I feel given the way in which popular Hinduism has entered our public discourse, it is almost impossible for the citizens of our country to ignore the topic any further.

We have now got ourselves a ruling party which has officially propounded Hindutva as its doctrine.

What is more, the way in which that doctrine has been politically articulated has brought it, if you like, in your face.

When a minister in the council of ministers says the country can be divided into 'Ramzade and haramzade', you have a clear-cut view of what the ruling party believes is the place of the Hindu religion in the national discourse.

So, if before there was a conflict between Hindutva and being a Hindu due to a lack of understanding of Hinduism, I hope that my book can help contribute to a renewed interest and understanding in the core beliefs of the faith.

The Hinduism/Hindutva dichotomy you mention can spur a new sort of alternative -- as I've said, one that pits those Hindus who sincerely believe in an India that belongs to everybody and believe in Swami Vivekananda's view of Hinduism, against those Hindus who have a much more narrow, petty, bigoted, sectarian view of the faith.

The third part of your book is Taking back Hinduism. But that is easier said than done, isn't it?
Would too much harping on the Hindu aspect run the risk of alienating your other voters?
How do you hope to strike a balance such that, as they say in north India, saanp bhi maare aur lathi bhi na toote?

See that is a risk I have to take as a politician. But I think that my constituents have also seen me around for the last nine years in my constituency, and they understand that they are better off with a genuine Hindu who respects them, respects their faith, and respects their way of life, as opposed to somebody who perhaps claims not to be religious but shows other sorts of biases.

They know I'm not a prejudiced person and that I represent them fairly and well. Therefore, the fact that I have sort of come out and said things that were always implicit in my behaviour, will I hope not affect their trust in me.

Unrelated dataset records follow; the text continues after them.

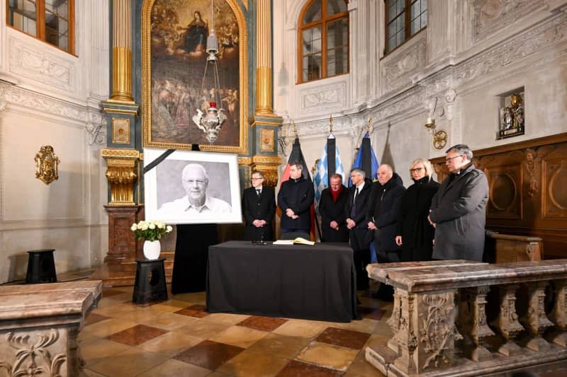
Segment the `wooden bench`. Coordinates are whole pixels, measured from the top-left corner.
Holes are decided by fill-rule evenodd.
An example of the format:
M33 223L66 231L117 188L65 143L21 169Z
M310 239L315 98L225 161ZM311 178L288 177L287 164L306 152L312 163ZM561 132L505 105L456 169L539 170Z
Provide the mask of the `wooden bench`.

I'm not saying it will easy to strike the same balance everywhere, but we must try.

The elections are not about religion, but about the government's economic and political failures.

The role of what I am doing on religion is to neutralise the Hindu argument: if you say you are Hindu, I am Hindu too, though of a different kind; now let's talk about development.

Where are the Achhe Din you promised us?

Finally, on a lighter note, your book didn't drive me to a dictionary/thesaurus, thank you. Sesquipedalianism is only for Twitter, not for your books, I presume?

Ha! But, to clarify, despite the furore (and farrago of misrepresentations) over my tweets in the past, I have always maintained that I choose the words I do because they are the best ones for the idea I want to convey.

After all, the purpose of speaking or writing is to communicate with precision! That being said, I will admit, that in the past month or so, I have occasionally thrown in a word here or there just to get the Twittersphere all worked up again!